Every night at sundown, two blindingly bright sodium-vapor lamps illuminate a corner near the intersection of Vermont Avenue and U Street NW.
In the hot summer air, crowds of laughing bar-hoppers and restaurant-goers in shorts and flip-flops shuffle past. The corner is bright and vibrant.
But just a few months ago, that corner of the intersection was much darker — in the literal sense.
“For a long time, this was kind of seen as a forsaken corner,” says Andre Esser.
Esser, along with Sheryar Durrani, owns and manages local business U Scoot, a scooter rental shop and dealership that opened at the intersection in June.
“This corner always looked sort of sketchy,” says Esser. “You had people panhandling that I had to chase off, people out here loitering all the time. I don’t know the crime statistics on this corner, but I’m sure there have been crimes here over the years.”
Esser, who also owns Redline Motorsports in Takoma Park, had a plan to change all that. Before opening his scooter business, he mounted two powerful lights on the building.
“Turning on the lights makes it a brighter corner,” Esser says. “Thieves don’t usually tend to hang out on bright corners.”
Esser also hired two plainclothes security guards and installed over $10,000 worth of state-of-the-art surveillance equipment.
“The cameras and lights aren’t just for our own personal protection, especially the lights,” says Esser. “I feel like if I’m going to have a business, then it needs to be a safe corner.”
Esser says D.C. Police were glad when he installed the cameras.
“They came up to me right away and said, hey, are those good cameras? Can we have access to them?” Esser recalls “And we said absolutely. It’s for everybody’s safety. We want to assist the police department with making this a safer corner.”

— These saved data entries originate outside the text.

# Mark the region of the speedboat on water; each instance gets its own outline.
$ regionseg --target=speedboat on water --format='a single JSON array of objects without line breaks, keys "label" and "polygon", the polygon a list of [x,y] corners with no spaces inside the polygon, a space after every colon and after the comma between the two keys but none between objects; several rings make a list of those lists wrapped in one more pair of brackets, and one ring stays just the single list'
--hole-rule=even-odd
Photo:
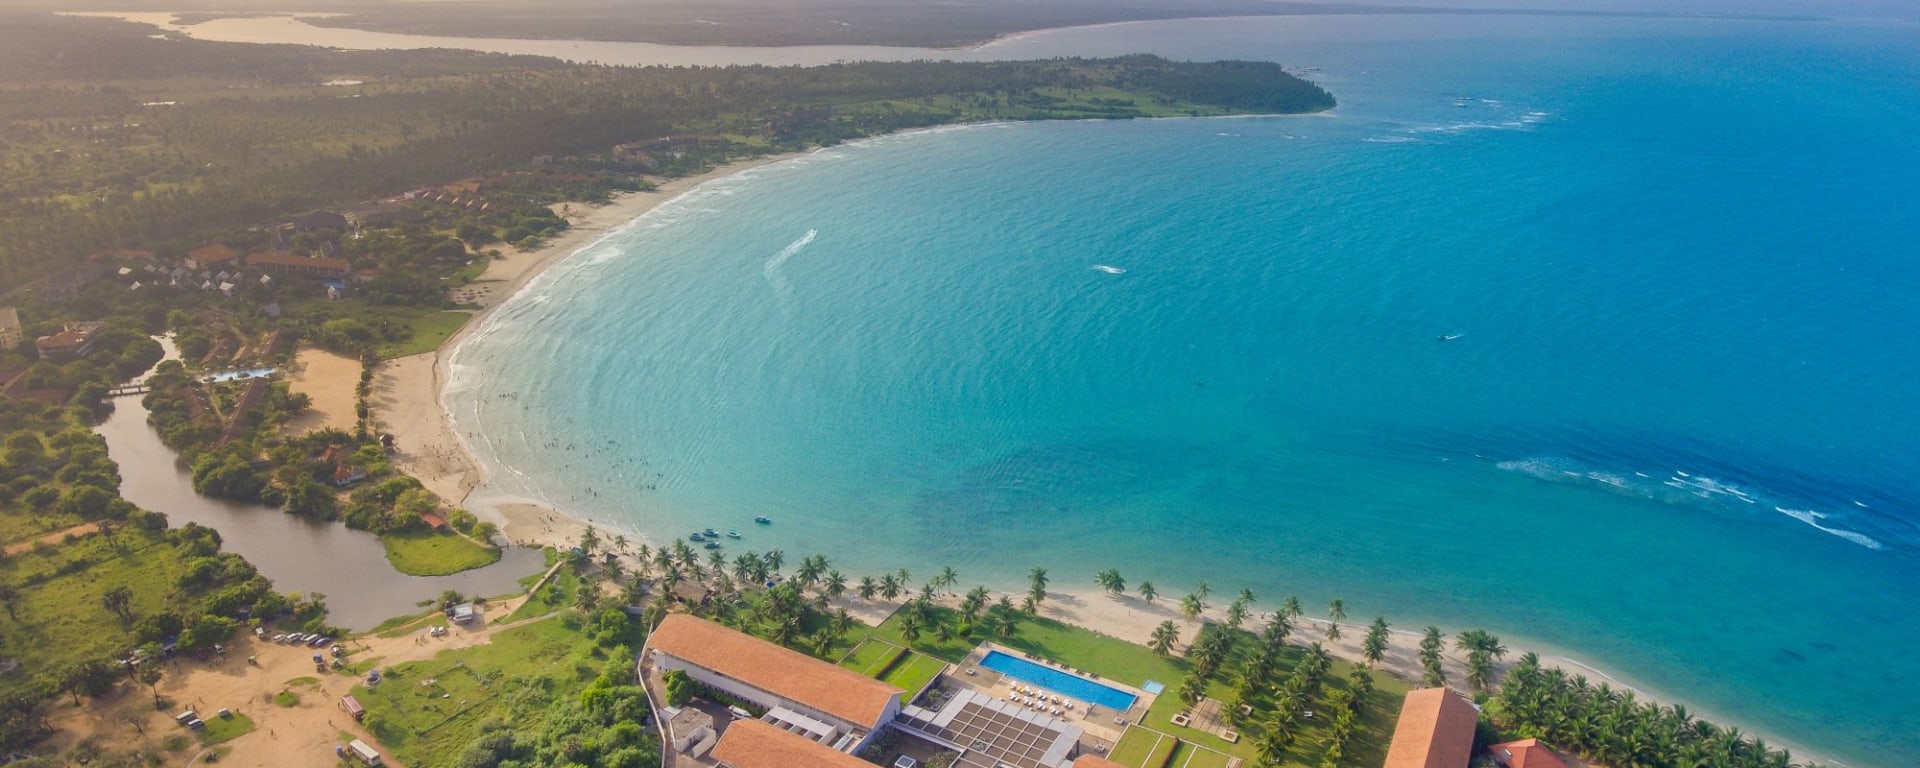
[{"label": "speedboat on water", "polygon": [[1453,341],[1465,335],[1464,333],[1443,333],[1434,337],[1434,341]]},{"label": "speedboat on water", "polygon": [[756,517],[753,519],[753,521],[761,525],[773,525],[773,518],[767,517],[766,515],[761,515],[759,517]]}]

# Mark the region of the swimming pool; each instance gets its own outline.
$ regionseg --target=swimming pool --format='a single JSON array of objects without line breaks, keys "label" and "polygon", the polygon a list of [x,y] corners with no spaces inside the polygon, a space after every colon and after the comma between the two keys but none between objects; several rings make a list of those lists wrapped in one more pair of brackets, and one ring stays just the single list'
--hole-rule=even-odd
[{"label": "swimming pool", "polygon": [[1127,711],[1133,707],[1133,702],[1139,699],[1138,696],[1118,688],[1101,685],[1079,675],[1035,664],[1026,659],[1014,658],[999,651],[987,652],[987,657],[980,660],[980,666],[1015,680],[1040,686],[1069,699],[1091,702],[1115,712]]}]

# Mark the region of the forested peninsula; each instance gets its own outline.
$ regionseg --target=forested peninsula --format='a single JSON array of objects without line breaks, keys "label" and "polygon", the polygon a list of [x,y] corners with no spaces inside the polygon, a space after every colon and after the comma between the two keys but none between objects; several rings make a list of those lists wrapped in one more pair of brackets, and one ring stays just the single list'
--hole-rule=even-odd
[{"label": "forested peninsula", "polygon": [[[714,142],[739,157],[986,120],[1301,113],[1333,97],[1279,65],[1153,56],[815,68],[616,68],[454,51],[168,38],[102,19],[0,19],[0,281],[103,249],[219,232],[422,184]],[[613,169],[617,170],[617,169]]]}]

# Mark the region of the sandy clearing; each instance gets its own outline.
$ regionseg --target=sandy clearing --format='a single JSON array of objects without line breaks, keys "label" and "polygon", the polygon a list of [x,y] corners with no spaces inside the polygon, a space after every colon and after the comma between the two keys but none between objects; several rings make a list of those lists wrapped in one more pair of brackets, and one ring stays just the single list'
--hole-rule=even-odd
[{"label": "sandy clearing", "polygon": [[312,404],[282,428],[289,435],[318,429],[352,432],[354,390],[360,385],[360,361],[317,347],[303,347],[287,370],[287,386],[306,395]]}]

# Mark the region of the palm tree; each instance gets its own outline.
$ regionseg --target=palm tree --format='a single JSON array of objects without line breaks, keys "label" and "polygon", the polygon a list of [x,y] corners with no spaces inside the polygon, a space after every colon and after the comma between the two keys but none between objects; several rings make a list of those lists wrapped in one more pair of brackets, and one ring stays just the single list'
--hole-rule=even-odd
[{"label": "palm tree", "polygon": [[[1002,599],[1005,598],[1003,597]],[[1013,637],[1014,630],[1019,626],[1020,613],[1018,611],[1008,608],[995,612],[993,619],[993,634],[995,637],[1002,640]]]},{"label": "palm tree", "polygon": [[588,557],[592,557],[593,550],[599,546],[600,534],[593,530],[593,526],[589,525],[585,531],[580,532],[580,551],[587,553]]},{"label": "palm tree", "polygon": [[1127,580],[1120,576],[1120,570],[1117,568],[1101,570],[1093,575],[1093,581],[1109,595],[1118,595],[1127,591]]},{"label": "palm tree", "polygon": [[953,594],[953,585],[960,583],[960,572],[954,570],[951,565],[942,567],[940,575],[933,577],[933,583],[946,590],[947,594]]},{"label": "palm tree", "polygon": [[1034,566],[1027,571],[1027,612],[1032,613],[1047,599],[1047,569]]},{"label": "palm tree", "polygon": [[1227,627],[1239,629],[1241,622],[1247,620],[1247,604],[1236,599],[1227,605]]},{"label": "palm tree", "polygon": [[1160,626],[1153,628],[1153,637],[1148,641],[1147,647],[1152,648],[1154,653],[1167,656],[1173,653],[1173,644],[1179,641],[1180,627],[1174,624],[1172,619],[1168,619],[1160,622]]},{"label": "palm tree", "polygon": [[1153,599],[1160,596],[1160,591],[1153,588],[1153,582],[1151,581],[1140,582],[1139,591],[1140,599],[1147,601],[1147,605],[1153,605]]},{"label": "palm tree", "polygon": [[1234,599],[1246,603],[1249,606],[1253,605],[1253,589],[1250,587],[1241,587],[1240,595]]},{"label": "palm tree", "polygon": [[900,639],[907,641],[908,647],[920,639],[920,614],[908,611],[900,617]]},{"label": "palm tree", "polygon": [[1189,619],[1199,616],[1201,612],[1205,610],[1207,610],[1207,604],[1200,602],[1200,595],[1198,593],[1190,593],[1186,597],[1180,598],[1180,613]]},{"label": "palm tree", "polygon": [[1327,639],[1340,639],[1340,620],[1347,617],[1347,601],[1334,598],[1327,603],[1327,615],[1333,618],[1327,622]]},{"label": "palm tree", "polygon": [[896,577],[891,573],[885,574],[880,577],[880,596],[881,597],[884,597],[888,600],[892,600],[900,596],[900,590],[903,588],[904,587],[900,584],[899,577]]},{"label": "palm tree", "polygon": [[1367,627],[1367,639],[1360,643],[1360,655],[1366,657],[1368,664],[1379,664],[1387,657],[1387,619],[1376,616],[1373,624]]},{"label": "palm tree", "polygon": [[987,598],[986,587],[967,590],[967,596],[960,600],[960,616],[972,624],[974,619],[980,618],[980,612],[987,609]]},{"label": "palm tree", "polygon": [[1276,714],[1266,724],[1266,734],[1260,737],[1260,764],[1274,768],[1287,760],[1287,750],[1293,747],[1294,739],[1299,738],[1299,722],[1291,710]]},{"label": "palm tree", "polygon": [[934,622],[933,640],[938,643],[946,643],[953,640],[953,625],[944,621]]},{"label": "palm tree", "polygon": [[1188,674],[1180,681],[1180,700],[1191,708],[1207,697],[1207,679],[1197,674]]},{"label": "palm tree", "polygon": [[1280,615],[1289,619],[1300,618],[1305,611],[1300,610],[1300,596],[1287,595],[1287,602],[1280,606]]},{"label": "palm tree", "polygon": [[827,589],[826,589],[827,597],[832,598],[834,600],[838,600],[840,599],[841,595],[844,595],[846,593],[847,593],[847,577],[841,575],[838,569],[827,571]]},{"label": "palm tree", "polygon": [[1213,586],[1208,584],[1206,579],[1201,579],[1200,586],[1194,587],[1193,593],[1200,596],[1201,602],[1205,602],[1207,596],[1213,594]]},{"label": "palm tree", "polygon": [[20,620],[20,589],[11,583],[0,583],[0,606],[6,606],[7,618]]},{"label": "palm tree", "polygon": [[618,533],[613,535],[613,551],[615,552],[627,551],[627,537],[625,535],[618,534]]},{"label": "palm tree", "polygon": [[766,554],[760,556],[760,562],[766,564],[769,572],[779,573],[780,566],[785,565],[787,562],[787,553],[777,549],[769,549]]},{"label": "palm tree", "polygon": [[874,581],[872,576],[862,576],[860,588],[855,591],[859,593],[860,599],[872,602],[873,596],[880,593],[880,582]]}]

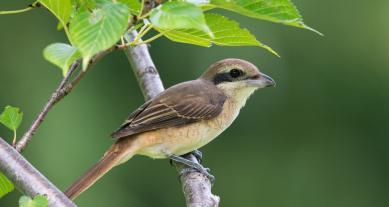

In his two months of running the business, Esser says he’s helped to aid police by recording and turning over footage of three crime incidents. Just last week, U Scoot’s cameras caught a hit-and-run as it happened.
“Hopefully we’ve detracted from some of the crime,” says Esser. “That’s the goal. It’s not to just catch it. It’s to deter it from happening.”
Even when he’s at home, Esser says he sometimes uses an app on his phone to watch the cameras late at night. But he’s not only only watching out for scooter thefts.
“I’ll be having dinner or playing with my kids and I’ll peek in and make sure everything is okay,” Esser says “I’m kind of like Big Brother, but looking out for this corner at nighttime.”
“If there’s a car accident, if someone’s assaulted, if someone’s car is broken into, we’ll see it,” says Esser.
“[A] person might steal a bicycle,” he adds. “Or that person might shoot someone. That person might mug someone. That person should probably be off the streets.”